Austen worstelt hier met een moeilijk uitgangspunt: Fanny is aanvankelijk nog geen huwelijksparticipante, waardoor de gebruikelijke "wie trouwt met wie"-dynamiek van haar romans grotendeels uitblijft. Dat vertraagt het verhaal — de eerste twee honderd pagina’s komen traag op gang — maar leveren wel indringende scènes op, zoals de lang aangehouden episode bij een gesloten hek waarin Fanny buitengesloten toekijkt terwijl anderen zich in paren terugtrekken. Die scène symboliseert de vervreemding van de heldin en wekt bij de recensent meer medeleven dan bij vrijwel alle andere Austen-personages.

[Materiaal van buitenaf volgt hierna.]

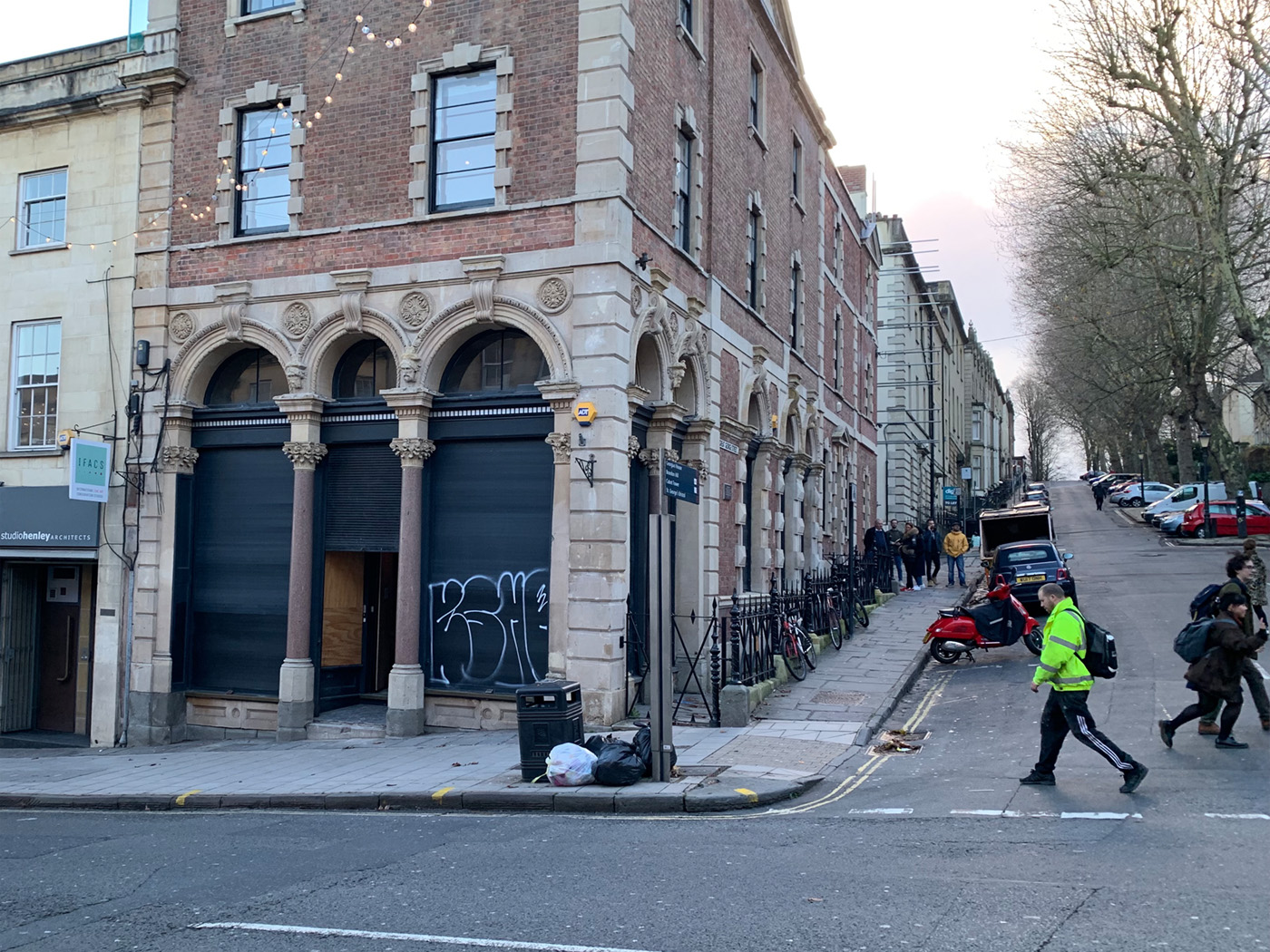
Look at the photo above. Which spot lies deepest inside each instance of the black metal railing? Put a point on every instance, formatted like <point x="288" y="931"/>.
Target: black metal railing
<point x="751" y="627"/>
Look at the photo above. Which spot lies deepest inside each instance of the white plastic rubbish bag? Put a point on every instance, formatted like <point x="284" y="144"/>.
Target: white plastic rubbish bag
<point x="571" y="765"/>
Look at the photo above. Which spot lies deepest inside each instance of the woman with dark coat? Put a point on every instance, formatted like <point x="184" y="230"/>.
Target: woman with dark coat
<point x="911" y="551"/>
<point x="1216" y="675"/>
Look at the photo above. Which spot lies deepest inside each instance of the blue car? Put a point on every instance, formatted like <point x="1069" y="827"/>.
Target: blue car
<point x="1029" y="565"/>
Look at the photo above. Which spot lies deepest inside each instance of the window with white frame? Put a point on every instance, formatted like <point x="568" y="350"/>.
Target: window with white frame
<point x="37" y="357"/>
<point x="796" y="304"/>
<point x="753" y="253"/>
<point x="756" y="95"/>
<point x="796" y="169"/>
<point x="249" y="6"/>
<point x="683" y="171"/>
<point x="263" y="171"/>
<point x="686" y="12"/>
<point x="42" y="209"/>
<point x="837" y="349"/>
<point x="464" y="122"/>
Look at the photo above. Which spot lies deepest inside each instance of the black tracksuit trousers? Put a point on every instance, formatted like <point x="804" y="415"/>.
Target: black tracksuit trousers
<point x="1069" y="713"/>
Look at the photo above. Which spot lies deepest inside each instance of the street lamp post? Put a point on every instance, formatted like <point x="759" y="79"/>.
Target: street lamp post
<point x="1204" y="440"/>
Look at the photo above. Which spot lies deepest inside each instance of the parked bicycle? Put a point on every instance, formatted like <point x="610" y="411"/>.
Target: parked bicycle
<point x="797" y="647"/>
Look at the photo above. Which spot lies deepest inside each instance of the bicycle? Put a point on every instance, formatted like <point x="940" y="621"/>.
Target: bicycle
<point x="796" y="647"/>
<point x="838" y="627"/>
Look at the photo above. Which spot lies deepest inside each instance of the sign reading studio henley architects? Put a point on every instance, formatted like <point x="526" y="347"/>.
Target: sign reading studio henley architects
<point x="91" y="470"/>
<point x="42" y="517"/>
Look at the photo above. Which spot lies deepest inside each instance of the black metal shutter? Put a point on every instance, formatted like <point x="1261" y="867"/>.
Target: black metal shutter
<point x="241" y="567"/>
<point x="364" y="498"/>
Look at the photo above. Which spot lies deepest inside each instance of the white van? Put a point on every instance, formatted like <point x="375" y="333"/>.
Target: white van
<point x="1181" y="499"/>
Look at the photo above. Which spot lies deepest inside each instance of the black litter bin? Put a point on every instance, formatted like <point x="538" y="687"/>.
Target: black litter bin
<point x="546" y="714"/>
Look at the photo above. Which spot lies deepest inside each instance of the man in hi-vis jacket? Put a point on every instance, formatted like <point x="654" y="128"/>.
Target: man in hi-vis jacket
<point x="1067" y="706"/>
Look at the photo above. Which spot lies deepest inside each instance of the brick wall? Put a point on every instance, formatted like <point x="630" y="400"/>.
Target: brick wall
<point x="356" y="159"/>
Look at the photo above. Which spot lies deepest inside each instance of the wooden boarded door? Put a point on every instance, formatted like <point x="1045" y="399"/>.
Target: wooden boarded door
<point x="343" y="625"/>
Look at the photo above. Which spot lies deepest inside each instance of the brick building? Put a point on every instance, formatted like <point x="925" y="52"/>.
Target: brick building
<point x="396" y="279"/>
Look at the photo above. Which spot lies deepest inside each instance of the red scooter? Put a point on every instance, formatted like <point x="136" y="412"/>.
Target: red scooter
<point x="997" y="622"/>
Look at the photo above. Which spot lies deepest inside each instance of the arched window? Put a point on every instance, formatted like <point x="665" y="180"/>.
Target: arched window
<point x="247" y="377"/>
<point x="498" y="361"/>
<point x="364" y="371"/>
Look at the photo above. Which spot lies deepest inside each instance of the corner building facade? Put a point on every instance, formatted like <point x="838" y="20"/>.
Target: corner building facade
<point x="381" y="315"/>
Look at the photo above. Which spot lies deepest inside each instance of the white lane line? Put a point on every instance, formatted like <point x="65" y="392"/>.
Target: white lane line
<point x="885" y="811"/>
<point x="984" y="812"/>
<point x="1045" y="815"/>
<point x="412" y="937"/>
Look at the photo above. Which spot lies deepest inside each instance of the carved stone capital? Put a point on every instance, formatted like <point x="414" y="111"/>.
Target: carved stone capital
<point x="561" y="444"/>
<point x="352" y="285"/>
<point x="305" y="456"/>
<point x="180" y="460"/>
<point x="483" y="272"/>
<point x="413" y="451"/>
<point x="232" y="297"/>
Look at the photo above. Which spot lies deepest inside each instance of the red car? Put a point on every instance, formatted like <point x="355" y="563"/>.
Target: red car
<point x="1225" y="520"/>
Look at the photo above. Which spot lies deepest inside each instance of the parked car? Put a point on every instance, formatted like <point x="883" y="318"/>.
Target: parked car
<point x="1183" y="499"/>
<point x="1225" y="520"/>
<point x="1172" y="522"/>
<point x="1029" y="565"/>
<point x="1113" y="479"/>
<point x="1136" y="494"/>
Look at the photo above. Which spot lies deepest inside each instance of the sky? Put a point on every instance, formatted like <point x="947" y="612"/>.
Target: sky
<point x="923" y="92"/>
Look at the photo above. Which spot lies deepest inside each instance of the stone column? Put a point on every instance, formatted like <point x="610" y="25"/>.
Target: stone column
<point x="296" y="681"/>
<point x="405" y="716"/>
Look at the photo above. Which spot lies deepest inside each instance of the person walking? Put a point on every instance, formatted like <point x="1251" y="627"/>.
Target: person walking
<point x="910" y="546"/>
<point x="1256" y="586"/>
<point x="1067" y="710"/>
<point x="931" y="552"/>
<point x="955" y="546"/>
<point x="878" y="549"/>
<point x="893" y="536"/>
<point x="1216" y="675"/>
<point x="1241" y="571"/>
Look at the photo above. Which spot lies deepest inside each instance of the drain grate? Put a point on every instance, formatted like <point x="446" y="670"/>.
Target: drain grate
<point x="840" y="697"/>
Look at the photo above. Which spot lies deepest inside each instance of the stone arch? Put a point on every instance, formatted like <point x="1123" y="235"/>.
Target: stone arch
<point x="440" y="338"/>
<point x="203" y="353"/>
<point x="691" y="391"/>
<point x="330" y="336"/>
<point x="650" y="367"/>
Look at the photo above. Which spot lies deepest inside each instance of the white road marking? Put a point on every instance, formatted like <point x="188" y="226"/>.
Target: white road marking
<point x="885" y="810"/>
<point x="412" y="937"/>
<point x="1045" y="815"/>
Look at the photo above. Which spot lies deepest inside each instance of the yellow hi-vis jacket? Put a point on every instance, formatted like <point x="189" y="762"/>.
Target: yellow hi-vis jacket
<point x="1060" y="656"/>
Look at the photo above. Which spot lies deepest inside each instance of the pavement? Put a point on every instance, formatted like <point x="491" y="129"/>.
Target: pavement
<point x="802" y="733"/>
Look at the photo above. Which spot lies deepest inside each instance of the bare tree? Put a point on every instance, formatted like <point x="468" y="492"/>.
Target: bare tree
<point x="1034" y="402"/>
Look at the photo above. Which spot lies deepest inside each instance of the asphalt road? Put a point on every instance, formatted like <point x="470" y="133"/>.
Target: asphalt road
<point x="939" y="850"/>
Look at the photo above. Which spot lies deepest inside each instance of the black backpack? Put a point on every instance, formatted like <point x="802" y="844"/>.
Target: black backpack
<point x="1204" y="605"/>
<point x="1100" y="654"/>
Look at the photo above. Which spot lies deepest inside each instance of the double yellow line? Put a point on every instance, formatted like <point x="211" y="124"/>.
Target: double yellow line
<point x="869" y="767"/>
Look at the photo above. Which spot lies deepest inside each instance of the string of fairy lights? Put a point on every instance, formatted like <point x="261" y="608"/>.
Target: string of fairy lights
<point x="361" y="27"/>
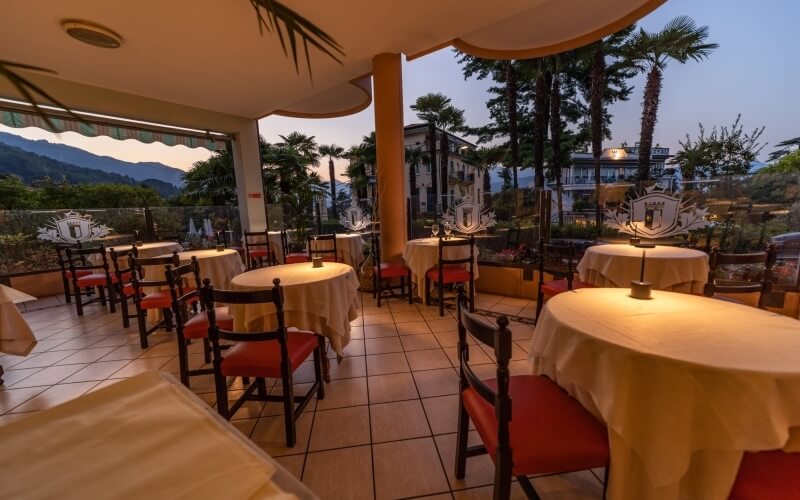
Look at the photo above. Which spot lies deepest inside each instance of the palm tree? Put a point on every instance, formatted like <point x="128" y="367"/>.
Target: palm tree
<point x="485" y="159"/>
<point x="332" y="151"/>
<point x="680" y="40"/>
<point x="437" y="110"/>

Het keerpunt in Fanny’s lot is de terugkeer van haar oom, die haar onverwacht affectie toont. Die tedere toon wordt echter getemperd als blijkt dat de plotselinge genegenheid grotendeels samenhangt met Fanny’s ontluikende schoonheid, een onthulling die de hypocrisie van haar omgeving benadrukt. Kort daarna volgt de meest besproken passage uit de roman: een gesprek over slavernij. Fanny probeert het onderwerp aan de orde te stellen, maar haar oom gaat er niet op in. Critici zoals Edward Said hebben Mansfield Park aangewezen als voorbeeld van hoe de negentiende-eeuwse roman verstrengeld is met koloniale exploitatie — de welvaart van Mansfield Park rust op een Caribische slavenplantage — en het boek vermeldt die achtergrond wel, maar behandelt slavernij verder nauwelijks.
Tegen het eind transformeert Fanny tot de moreel zuivere uiteindelijke winnares: ze trouwt met haar keurige neef Edmund. De roman is minder geestig en sprankelend dan Austen’s andere werken, maar levert volgens de recensent juist een dieper empathisch inzicht in een kwetsbaar hoofdpersonage en zet thema’s als sociale ongelijkheid, hypocrisie en koloniale schuld subtiel op de voorgrond.